The opponent AI is very good and the other racers generally have their own strategies and sometimes make mistakes. This lends a very immersive quality to the game and mostly makes up for the lack of a fleshed out multiplayer mode, though going through the mini games head to head can be enjoyable it doesn’t really feel as satisfying as the single player experience.
The aforementioned Mini games are of two types; entertaining diversions and instantly forgettable labors. The well done games such as the bus jump and the step-up competitions, are almost of a quality equal to the career mode, while the rest of the mini games often feel like a waste of time. Freestyle mode is exactly what it sounds like most of the time; at its best it features huge outdoor areas with plenty of opportunities for big air and mad trick points. At its worst, you are given goals to complete and you can’t progress until you do.
In addition to the extensive collection of tracks featured in the game, MX Superfly also boasts a basic track editor, that’s best used to create freestyle courses.

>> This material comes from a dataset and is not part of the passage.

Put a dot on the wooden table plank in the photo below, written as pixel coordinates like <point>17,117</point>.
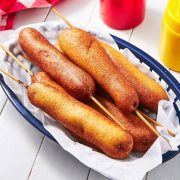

While it doesn’t feature the eye candy of Wave Race, MX Superfly is no slouch in the graphics department. The action rolls along at a high steady frame rate with only the rarest hitch. The game’s tracks are well designed and look terrific as does the background scenery.
The rider and bike models could use a few more polys but look good as is. One neat bit of bit worth mentioning is that when your rider takes a spill their clothes become soiled with mud and dust, not a big deal, but it really seemed to add to the realism.
MX Superfly features one of the most eclectic soundtracks in recent memory featuring the likes of Hoobastank, Del the Funky Homosapien and Mest among others, though most of the time the revving of the rides dominates the games aural presence. The sounds of the bikes are very well done, from the slipping of tires to the thuds of landing after big air. Also the indoor tracks sound very different from the wide open spaces of the outdoor tracks.
MX Superfly is definitely worth the cost of purchase. Between the, oh so excellent career mode and the worthwhile mini games, buyers are getting a lot of bang for the buck. If you dig motocross or racing games then MX Superfly is definitely worth the investment of 20 or so hours of your gaming time.
Pacific Coast Power & Light has built themselves a winner in MX Superfly. While there isn’t much in the way of competition for this title on the ‘Cube, I expect it to be able to hold it’s own in the gameplay department ‘till the next installment is released.